This article was based on the 2016 TED Talk, “How to Raise Successful Kids -- Without Over-Parenting,” by Julie Lythcott-Haims:
|How to raise successful kids -- without over-parenting | Julie Lythcott-Haims|
Parents spend a great deal of time worrying about being involved enough in the lives of their children. Being there for a child is important but being too involved can be detrimental. Some people feel kids can't be successful unless parents are protecting and preventing at every turn, micromanaging every moment to steer their kids toward the right colleges and careers.
A Check-Listed Childhood
When we raise kids this way, they end up leading a kind of check-listed childhood. We keep them safe and healthy, and we want to be sure they have everything they need to be successful in life. It’s not just about the grades and the scores, but also the accolades and the awards. We tell our kids that colleges want to see success, initiative, and that you care about others.
With so much emphasis on this ideal of success, there’s little concern for what it feels like to be a kid in this check-listed childhood. There's no time for free play because everything is structured and must be enriching. We say we just want them to be happy, but when they come home from school, what we ask about all too often is their homework and their grades. They see in our faces that our approval, that our love, that their very worth, is based on their grades and performance.
Heading Towards Burnout
These kids, regardless of where they end up at the end of high school, they're breathless, brittle, and a little burned out. They're a little old before their time, wishing the grown-ups in their lives had said, "What you've done is enough, this effort you've put forth in childhood is enough." Now they're withering under high rates of anxiety and depression, and some of them are wondering if life will ever turn out to have been worth it.
Love and Chores
As parents, we seem to think they will have no future if they don't get into the colleges or careers we have in mind for them. Or is it that maybe, we're just afraid they won't have a future we can brag about to our friends.

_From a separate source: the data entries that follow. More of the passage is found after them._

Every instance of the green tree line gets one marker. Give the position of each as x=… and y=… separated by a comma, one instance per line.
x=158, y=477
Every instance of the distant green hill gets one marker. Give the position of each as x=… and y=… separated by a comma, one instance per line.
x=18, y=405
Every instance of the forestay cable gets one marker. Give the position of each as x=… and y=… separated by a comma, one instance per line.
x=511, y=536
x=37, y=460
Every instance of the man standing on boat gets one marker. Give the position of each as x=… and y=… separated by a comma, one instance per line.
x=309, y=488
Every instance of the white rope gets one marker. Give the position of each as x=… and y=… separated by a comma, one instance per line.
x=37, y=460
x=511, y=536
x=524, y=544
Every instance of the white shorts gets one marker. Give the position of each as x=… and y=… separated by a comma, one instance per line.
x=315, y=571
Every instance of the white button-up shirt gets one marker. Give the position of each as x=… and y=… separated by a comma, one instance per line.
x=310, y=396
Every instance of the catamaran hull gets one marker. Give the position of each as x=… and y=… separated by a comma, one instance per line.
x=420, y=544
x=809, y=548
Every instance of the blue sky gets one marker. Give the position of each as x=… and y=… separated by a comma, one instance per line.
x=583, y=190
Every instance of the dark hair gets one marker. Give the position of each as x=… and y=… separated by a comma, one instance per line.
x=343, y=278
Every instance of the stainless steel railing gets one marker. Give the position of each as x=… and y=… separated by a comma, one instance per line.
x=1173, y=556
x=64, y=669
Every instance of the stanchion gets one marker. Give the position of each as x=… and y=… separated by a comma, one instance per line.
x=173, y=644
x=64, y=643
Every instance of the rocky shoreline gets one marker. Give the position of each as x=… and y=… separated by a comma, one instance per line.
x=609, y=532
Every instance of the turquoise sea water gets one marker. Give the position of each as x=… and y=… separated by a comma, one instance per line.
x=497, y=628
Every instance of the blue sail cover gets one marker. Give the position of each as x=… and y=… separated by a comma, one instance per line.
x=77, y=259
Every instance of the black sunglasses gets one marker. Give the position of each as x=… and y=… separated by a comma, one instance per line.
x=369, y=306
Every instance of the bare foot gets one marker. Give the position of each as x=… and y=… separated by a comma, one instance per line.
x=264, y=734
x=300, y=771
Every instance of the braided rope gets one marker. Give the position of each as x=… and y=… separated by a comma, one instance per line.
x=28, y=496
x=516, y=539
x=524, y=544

If you look at what we've done, you’ll see that this overprotection and excessive hand-holding deprives our kids of the chance to build self-efficacy. This is a fundamental tenet of the human psyche; far more important than the self-esteem they get every time we applaud. Self-efficacy is built when one sees that one's own actions lead to outcomes.
If children are to develop self-efficacy, and they must, then they have to do more of the thinking, planning, deciding, hoping, coping, trial and error, dreaming, and experiencing life for themselves. Parents need to be less focused on colleges and careers and far more concerned that kids have the habits, mindset, and skills to be successful wherever they go. Kids need parents to provide a foundation for success built on things like love and chores.
Focus on Happiness
Instead of being obsessed with grades and scores, we need to close our technology, put away our phones, and show children the joy that fills our faces when we see them after they’ve been at school all day. Then we have to say, "How was your day? What did you like about today?" They need to know they matter to us as humans, not because of their GPA.
Contrary to what the college rankings racket would have us believe, you don't have to go to one of the biggest brand name schools to be happy and successful in life. Happy and successful people have gone to state schools, small colleges no one has heard of, community colleges, and some have even flunked out.
Finding Their Own Selves
Maybe if we remove our own egos from the equation, we could accept and embrace the truth that it is hardly the end of the world if our kids don't go to big brand-name schools. More importantly, if their childhood has not been lived according to a tyrannical checklist, then when they get to college, whichever one it is, they'll have gone there on their own volition, fueled by their own desire, capable and ready to thrive there.
As parents, it is our job to provide a nourishing environment, to strengthen children through chores and to love them so they can love others and receive love. The college, the major, the career, that's up to them. Our goal should not be to make them become what we would have them become but to support them in becoming their own glorious selves.